The lightest form of magnesium, which has just six neutrons in its atomic nuclei, was created inside a giant atom smasher.

The researchers expect their discovery to help scientists better understand how atoms are constructed. The limits of the models that scientists use to figure out how atoms work can be defined by the exotic isotopes.
Kyle Brown, a chemist at the Facility for Rare isotope Beams at Michigan State University, said that by testing the models in making them better and better we can learn how things work where we can't measure them. We're measuring the things we can to predict the things we can't.

The discovery of magnesium-18 won't fill all the gaps in scientific knowledge, but it will help refine the theories that scientists have developed to explain them. A summary of the research shows that the team's measurement of the radioactive decay's products give new insights into the binding energies of electrons.
The atomic nucleus is made of atoms.

Pure magnesium is a soft gray metal with 12 protons in its nucleus, which indicates it has a positive charge. Students in chemistry classes often see the white light from a burning magnesium strip.

The fusion reactions of aging stars cause magnesium to be found on Earth, because they seed the clouds that formed our solar system. Magnesium is abundant in the Earth's crust and it has an important chemical role in many biological and industrial compounds.

The most common stable isotope of magnesium has a neutral charge in each nucleus, giving it an atomic mass of 24. It's called magnesium 24.
The researchers accelerated a beam of magnesium 24 nuclei to half the speed of light inside the National Superconducting Cyclotron Laboratory at Michigan State University. The magnesium nuclei were fired at a metal foil.
The researchers were able to pick out a soup of lighter magnesium isotopes from the collision, which had an unstable magnesium-20.

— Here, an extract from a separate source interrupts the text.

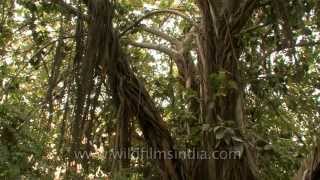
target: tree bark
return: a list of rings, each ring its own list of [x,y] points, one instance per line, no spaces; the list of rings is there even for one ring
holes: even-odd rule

The magnesium-20 nuclei were fired at a beryllium target about 100 feet (30 meters) away.

One of the products of the collision was magnesium-18, a light and rare magnesium isotope with just six neutrons and 12 protons in its nucleus.

A rare isotope.

Most atomic nuclei cancloak themselves with electrons from their environment and become atoms of other types, which can combine with other types to make chemical compounds.

The magnesium-18 isotope is very unstable and very short-lived, with a half-life of less than one-sextonth.

It disappears quickly for a nucleus of magnesium-18 to even have the chance to be a "naked" nucleus.
The magnesium-18 is so short-lived that it never leaves the beryllium target, and so the researchers deduced its presence from the telltale products of its decay: stray protons and oxygen-14.

Brown said that this was a team effort. It's not every day that people discover a new isotope.

Every year, scientists discover more and more of the 118 common elements.

"We're adding drops to a bucket, but they are important drops," Brown said. The whole team can put their names on this one. I tell my parents that I helped discover this nucleus.

The article about the discovery was published in the journal Physical Review Letters. Washington University in St. Louis and Peking University in China were involved.

Live Science published the original article.